800 titik Tanah Belum Terdokumentasi, DPRD Kota Balikpapan Bentuk Pansus Perumda Manuntung Sukses dan Penyelamatan Aset

BALIKPAPANUPDATE – Guna menyelamatkan aset tanah dan bangunan di Kota Balikpapan, DPRD Kota Balikpapan melakukan rapat paripurna dengan agenda pembentukan panitia khusus (Pansus) pengawasan perusahaan umum daerah (perumda) Manuntung dan pansus penyelamatan aset tidak bergerak seperti tanah, gedung dan bangunan milik Pemerintah Kota Balikpapan pada senin pagi bertempat di ruang rapat DPRD lantai 2 (12/4/21).

Wakil Ketua DPRD Subari menerangkan pembentukan pansus ini sangat penting untuk mengelola aset-aset tetap yang keberadaannya saati ini masih belum dikelola dengan baik secara administrasi “kenapa ini penting karena banyak aset-aset tetap seperti tanah dan bangunan yang sekarang itu tidak terdokumentasi dengan baik, nah ini yang menjadi alasan pansus kita bentuk demi menyelamatkan aset  yang ada di kota Balikpapan, Kita tidak ingin mencari kesalahan pemkot Balikpapan”, Jelas politisi Partai Keadilan Sejahtera tersebut.

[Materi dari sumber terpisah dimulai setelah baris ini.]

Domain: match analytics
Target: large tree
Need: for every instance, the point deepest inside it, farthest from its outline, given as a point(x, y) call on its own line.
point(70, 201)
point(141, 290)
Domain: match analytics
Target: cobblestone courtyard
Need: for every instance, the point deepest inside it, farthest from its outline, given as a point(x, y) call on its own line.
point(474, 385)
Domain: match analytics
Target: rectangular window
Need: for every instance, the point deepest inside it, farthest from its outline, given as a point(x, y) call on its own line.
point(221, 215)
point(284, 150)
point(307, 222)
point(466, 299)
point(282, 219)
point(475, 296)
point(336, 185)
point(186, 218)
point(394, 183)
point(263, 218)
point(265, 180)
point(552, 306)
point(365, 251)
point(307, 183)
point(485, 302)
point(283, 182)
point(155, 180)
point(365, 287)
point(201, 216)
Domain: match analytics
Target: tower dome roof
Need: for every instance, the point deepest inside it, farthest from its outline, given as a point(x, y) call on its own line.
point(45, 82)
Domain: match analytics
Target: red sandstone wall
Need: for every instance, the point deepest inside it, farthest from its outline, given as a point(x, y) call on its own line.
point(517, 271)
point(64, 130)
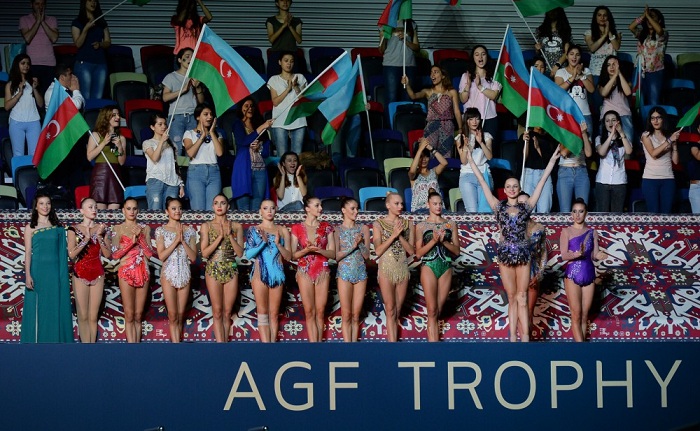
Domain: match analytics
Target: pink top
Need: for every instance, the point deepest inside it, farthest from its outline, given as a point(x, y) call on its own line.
point(40, 50)
point(185, 37)
point(477, 99)
point(616, 101)
point(660, 168)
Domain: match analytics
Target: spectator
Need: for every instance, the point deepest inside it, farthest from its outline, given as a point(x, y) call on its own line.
point(553, 39)
point(249, 183)
point(611, 180)
point(40, 32)
point(92, 39)
point(393, 60)
point(477, 89)
point(660, 151)
point(70, 83)
point(652, 39)
point(187, 23)
point(290, 183)
point(23, 100)
point(203, 146)
point(181, 117)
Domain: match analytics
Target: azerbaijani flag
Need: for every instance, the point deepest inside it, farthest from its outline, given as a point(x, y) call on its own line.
point(326, 84)
point(227, 75)
point(63, 127)
point(393, 12)
point(512, 74)
point(347, 101)
point(539, 7)
point(555, 111)
point(637, 85)
point(689, 117)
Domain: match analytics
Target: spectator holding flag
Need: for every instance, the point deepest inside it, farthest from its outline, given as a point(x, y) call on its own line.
point(652, 38)
point(23, 100)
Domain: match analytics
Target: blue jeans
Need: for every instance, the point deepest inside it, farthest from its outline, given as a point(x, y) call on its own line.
point(258, 181)
point(19, 130)
point(530, 180)
point(694, 196)
point(659, 195)
point(180, 124)
point(203, 184)
point(652, 83)
point(92, 78)
point(572, 182)
point(393, 89)
point(156, 193)
point(472, 195)
point(281, 139)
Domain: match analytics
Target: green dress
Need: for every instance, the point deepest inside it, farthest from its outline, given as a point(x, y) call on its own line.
point(47, 315)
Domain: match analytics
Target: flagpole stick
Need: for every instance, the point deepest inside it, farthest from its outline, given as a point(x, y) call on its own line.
point(549, 66)
point(527, 126)
point(187, 74)
point(404, 50)
point(123, 1)
point(111, 168)
point(364, 97)
point(306, 88)
point(500, 53)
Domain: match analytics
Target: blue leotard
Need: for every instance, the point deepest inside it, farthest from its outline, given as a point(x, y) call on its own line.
point(266, 256)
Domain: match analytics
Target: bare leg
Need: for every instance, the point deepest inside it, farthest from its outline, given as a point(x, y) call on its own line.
point(230, 295)
point(358, 300)
point(522, 278)
point(129, 303)
point(82, 298)
point(430, 290)
point(508, 280)
point(141, 299)
point(587, 293)
point(574, 297)
point(308, 301)
point(262, 293)
point(321, 299)
point(216, 297)
point(345, 293)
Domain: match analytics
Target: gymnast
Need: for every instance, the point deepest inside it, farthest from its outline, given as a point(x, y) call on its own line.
point(221, 242)
point(131, 242)
point(436, 243)
point(266, 245)
point(393, 238)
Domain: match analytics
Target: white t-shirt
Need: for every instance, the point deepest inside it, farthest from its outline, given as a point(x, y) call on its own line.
point(278, 84)
point(576, 90)
point(206, 154)
point(164, 169)
point(187, 102)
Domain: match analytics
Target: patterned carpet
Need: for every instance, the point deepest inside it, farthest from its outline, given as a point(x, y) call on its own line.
point(648, 288)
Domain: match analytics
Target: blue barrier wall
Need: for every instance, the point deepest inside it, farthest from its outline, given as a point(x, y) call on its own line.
point(298, 386)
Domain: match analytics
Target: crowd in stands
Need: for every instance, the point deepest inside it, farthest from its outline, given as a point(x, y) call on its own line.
point(632, 159)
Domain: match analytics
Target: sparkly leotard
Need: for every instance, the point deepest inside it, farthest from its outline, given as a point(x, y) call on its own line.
point(352, 267)
point(88, 265)
point(176, 268)
point(514, 248)
point(267, 257)
point(393, 262)
point(437, 258)
point(134, 267)
point(581, 270)
point(221, 265)
point(313, 265)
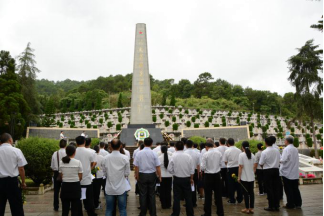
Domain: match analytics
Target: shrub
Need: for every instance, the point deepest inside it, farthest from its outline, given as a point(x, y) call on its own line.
point(38, 153)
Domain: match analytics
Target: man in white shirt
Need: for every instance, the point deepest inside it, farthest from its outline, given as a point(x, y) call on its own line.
point(270, 160)
point(88, 162)
point(211, 164)
point(289, 170)
point(12, 162)
point(231, 159)
point(182, 168)
point(116, 167)
point(56, 159)
point(222, 149)
point(196, 164)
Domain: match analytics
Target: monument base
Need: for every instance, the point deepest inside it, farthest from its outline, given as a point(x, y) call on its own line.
point(127, 135)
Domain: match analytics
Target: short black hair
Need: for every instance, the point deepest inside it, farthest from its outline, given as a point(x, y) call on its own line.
point(180, 146)
point(88, 141)
point(80, 140)
point(5, 138)
point(189, 144)
point(63, 143)
point(148, 141)
point(231, 142)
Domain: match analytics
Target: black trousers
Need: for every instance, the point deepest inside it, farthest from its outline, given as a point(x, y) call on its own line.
point(182, 186)
point(294, 198)
point(272, 184)
point(97, 183)
point(165, 193)
point(88, 202)
point(147, 183)
point(213, 183)
point(249, 196)
point(260, 177)
point(9, 191)
point(57, 188)
point(224, 182)
point(234, 186)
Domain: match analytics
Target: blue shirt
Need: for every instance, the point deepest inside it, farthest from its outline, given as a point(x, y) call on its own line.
point(147, 161)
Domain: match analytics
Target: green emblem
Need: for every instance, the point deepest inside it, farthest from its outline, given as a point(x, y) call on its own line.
point(142, 134)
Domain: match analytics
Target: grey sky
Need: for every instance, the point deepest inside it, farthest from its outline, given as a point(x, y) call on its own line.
point(245, 42)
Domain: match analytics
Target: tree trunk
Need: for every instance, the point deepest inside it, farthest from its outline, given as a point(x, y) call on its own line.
point(315, 139)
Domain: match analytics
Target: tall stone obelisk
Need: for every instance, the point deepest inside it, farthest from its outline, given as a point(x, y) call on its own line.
point(141, 108)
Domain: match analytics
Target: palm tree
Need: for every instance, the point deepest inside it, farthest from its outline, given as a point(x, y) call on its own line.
point(305, 70)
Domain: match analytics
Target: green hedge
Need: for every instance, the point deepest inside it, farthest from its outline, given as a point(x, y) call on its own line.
point(38, 153)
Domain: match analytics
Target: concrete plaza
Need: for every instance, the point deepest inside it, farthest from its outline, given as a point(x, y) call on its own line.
point(312, 198)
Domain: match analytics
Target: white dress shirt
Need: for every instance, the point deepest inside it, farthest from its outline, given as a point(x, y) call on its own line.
point(147, 161)
point(71, 170)
point(222, 149)
point(164, 171)
point(116, 168)
point(270, 158)
point(290, 163)
point(10, 160)
point(86, 157)
point(181, 165)
point(195, 157)
point(248, 167)
point(211, 162)
point(55, 163)
point(231, 157)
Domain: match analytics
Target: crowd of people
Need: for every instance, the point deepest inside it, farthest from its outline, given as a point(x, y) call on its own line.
point(191, 171)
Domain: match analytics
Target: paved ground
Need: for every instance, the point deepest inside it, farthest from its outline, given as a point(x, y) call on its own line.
point(312, 198)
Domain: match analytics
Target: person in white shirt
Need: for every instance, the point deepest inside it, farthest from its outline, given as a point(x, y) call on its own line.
point(71, 173)
point(56, 159)
point(230, 158)
point(166, 184)
point(88, 163)
point(12, 162)
point(222, 149)
point(117, 168)
point(182, 168)
point(289, 170)
point(196, 163)
point(259, 170)
point(247, 177)
point(211, 164)
point(270, 160)
point(98, 181)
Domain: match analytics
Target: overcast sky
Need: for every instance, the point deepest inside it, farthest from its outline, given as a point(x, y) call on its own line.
point(245, 42)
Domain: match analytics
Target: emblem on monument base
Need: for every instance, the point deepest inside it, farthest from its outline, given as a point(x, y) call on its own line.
point(142, 134)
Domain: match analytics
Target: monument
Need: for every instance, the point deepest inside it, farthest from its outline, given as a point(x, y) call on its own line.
point(141, 122)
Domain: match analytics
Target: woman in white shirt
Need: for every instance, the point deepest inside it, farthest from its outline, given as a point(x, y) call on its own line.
point(247, 177)
point(166, 184)
point(71, 172)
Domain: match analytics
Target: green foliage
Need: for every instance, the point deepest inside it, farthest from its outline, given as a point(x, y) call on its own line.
point(38, 152)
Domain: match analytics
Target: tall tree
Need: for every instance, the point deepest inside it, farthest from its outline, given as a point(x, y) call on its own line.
point(27, 71)
point(13, 107)
point(305, 68)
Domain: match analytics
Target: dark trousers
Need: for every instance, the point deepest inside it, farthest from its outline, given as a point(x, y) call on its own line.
point(249, 196)
point(234, 186)
point(9, 191)
point(213, 184)
point(272, 183)
point(224, 182)
point(88, 203)
point(292, 192)
point(182, 186)
point(147, 183)
point(97, 183)
point(165, 193)
point(260, 177)
point(57, 188)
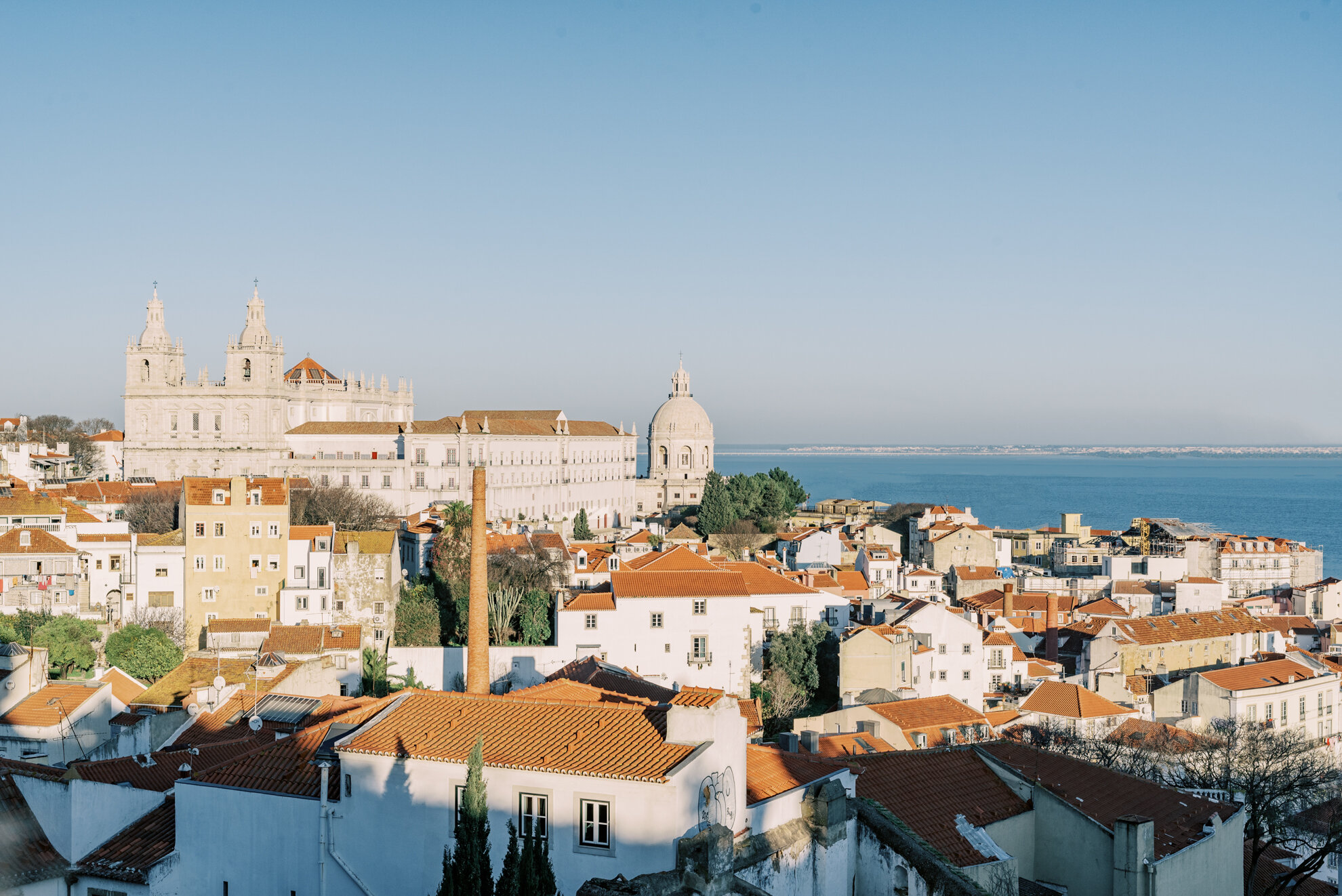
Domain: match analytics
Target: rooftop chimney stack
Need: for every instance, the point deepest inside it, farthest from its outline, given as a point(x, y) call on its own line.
point(1051, 630)
point(478, 615)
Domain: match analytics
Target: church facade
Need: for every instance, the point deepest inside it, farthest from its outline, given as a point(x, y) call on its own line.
point(679, 451)
point(178, 427)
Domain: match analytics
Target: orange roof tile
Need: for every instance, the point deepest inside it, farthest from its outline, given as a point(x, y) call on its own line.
point(596, 739)
point(591, 601)
point(1259, 675)
point(771, 771)
point(1070, 701)
point(687, 584)
point(39, 542)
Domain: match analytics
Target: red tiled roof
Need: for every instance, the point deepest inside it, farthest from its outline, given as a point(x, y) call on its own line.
point(1070, 701)
point(687, 584)
point(1259, 675)
point(929, 790)
point(608, 678)
point(39, 542)
point(159, 770)
point(131, 853)
point(313, 639)
point(124, 687)
point(596, 739)
point(928, 715)
point(26, 855)
point(771, 771)
point(1103, 794)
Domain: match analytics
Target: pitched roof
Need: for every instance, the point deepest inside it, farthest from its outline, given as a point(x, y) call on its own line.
point(313, 639)
point(375, 542)
point(1105, 796)
point(1259, 675)
point(201, 490)
point(26, 855)
point(1070, 701)
point(132, 852)
point(253, 626)
point(675, 560)
point(159, 770)
point(761, 579)
point(199, 671)
point(591, 601)
point(34, 711)
point(39, 542)
point(612, 678)
point(124, 687)
point(932, 790)
point(596, 739)
point(771, 771)
point(687, 584)
point(928, 715)
point(1190, 627)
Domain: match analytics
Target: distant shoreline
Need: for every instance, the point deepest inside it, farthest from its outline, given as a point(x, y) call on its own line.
point(1040, 451)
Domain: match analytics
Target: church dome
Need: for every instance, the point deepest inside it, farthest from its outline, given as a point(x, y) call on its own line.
point(680, 413)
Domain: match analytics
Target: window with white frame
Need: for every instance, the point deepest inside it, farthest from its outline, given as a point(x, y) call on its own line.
point(533, 815)
point(595, 824)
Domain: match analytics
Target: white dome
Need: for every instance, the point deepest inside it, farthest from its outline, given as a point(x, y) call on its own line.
point(680, 415)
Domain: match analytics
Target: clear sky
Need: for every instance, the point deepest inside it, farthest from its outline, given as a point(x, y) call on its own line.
point(893, 223)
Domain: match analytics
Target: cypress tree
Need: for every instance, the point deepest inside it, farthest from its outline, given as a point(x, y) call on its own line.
point(471, 874)
point(582, 531)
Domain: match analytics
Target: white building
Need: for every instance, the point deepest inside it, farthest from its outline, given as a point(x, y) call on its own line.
point(682, 620)
point(954, 663)
point(235, 426)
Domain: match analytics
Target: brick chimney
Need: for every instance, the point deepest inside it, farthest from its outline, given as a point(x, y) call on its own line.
point(1051, 630)
point(478, 615)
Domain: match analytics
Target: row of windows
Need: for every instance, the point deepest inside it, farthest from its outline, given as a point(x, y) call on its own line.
point(254, 530)
point(533, 816)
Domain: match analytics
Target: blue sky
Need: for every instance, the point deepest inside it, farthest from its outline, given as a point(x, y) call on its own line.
point(899, 223)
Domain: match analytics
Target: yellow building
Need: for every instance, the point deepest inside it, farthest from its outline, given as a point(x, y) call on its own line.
point(237, 534)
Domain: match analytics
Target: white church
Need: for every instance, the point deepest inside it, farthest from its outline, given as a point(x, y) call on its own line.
point(264, 419)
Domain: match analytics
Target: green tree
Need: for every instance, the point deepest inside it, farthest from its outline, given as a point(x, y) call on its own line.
point(28, 622)
point(375, 680)
point(807, 657)
point(794, 491)
point(471, 874)
point(509, 883)
point(451, 552)
point(582, 531)
point(418, 622)
point(535, 616)
point(145, 653)
point(68, 641)
point(718, 508)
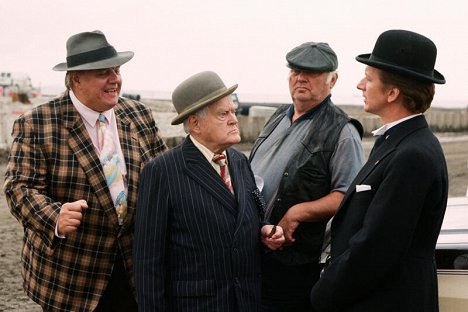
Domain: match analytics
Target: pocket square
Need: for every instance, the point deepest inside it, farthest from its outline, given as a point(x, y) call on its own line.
point(363, 187)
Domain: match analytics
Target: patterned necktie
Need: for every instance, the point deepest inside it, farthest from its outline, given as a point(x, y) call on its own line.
point(110, 163)
point(220, 159)
point(378, 141)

Menurutnya ada 800 titik tanah dan bangunan yang belum dikelola dengan baik seperti di daerah Somber, Muara Rapak, dan di Balikpapan Barat, untuk itu dirinya berharap kepemilikan tanah dapat segera tersetifikasi agar tidak menimbulkan polemik di waktu yang akan datang “Hampir 800 titik tanah aset tetap kita akan kembalikan sebagaimana fungsinya, jika mereka mempunyai legalitas nanti kita akan buatkan sertifikasinya, kalaupun punya masyarakat kita serahkan kalau punya pemkot Balikpapan kita ambil aset itu”, Ujar Subari.

Pembentukan Pansus Perumda Manuntung Sukses diinisiasi dari hasil RDP (rapat dengar pendapat) Komisi II dengan Perumda yang bertujuan mengevaluasi kinerja Perumda agar lebih transparan dalam memberikan laporan pendapatan dan memperbaiki kendala yang terjadi di lapangan “ternyata besar dana yang diinvestasikan tidak sesuai dengan feedback dimana pemkot Balikpapan hanya menerima keuntungan Rp 700 juta, ini yang melatarbelakangi DPRD Balikpapan membentuk pansus”, Tuturnya. 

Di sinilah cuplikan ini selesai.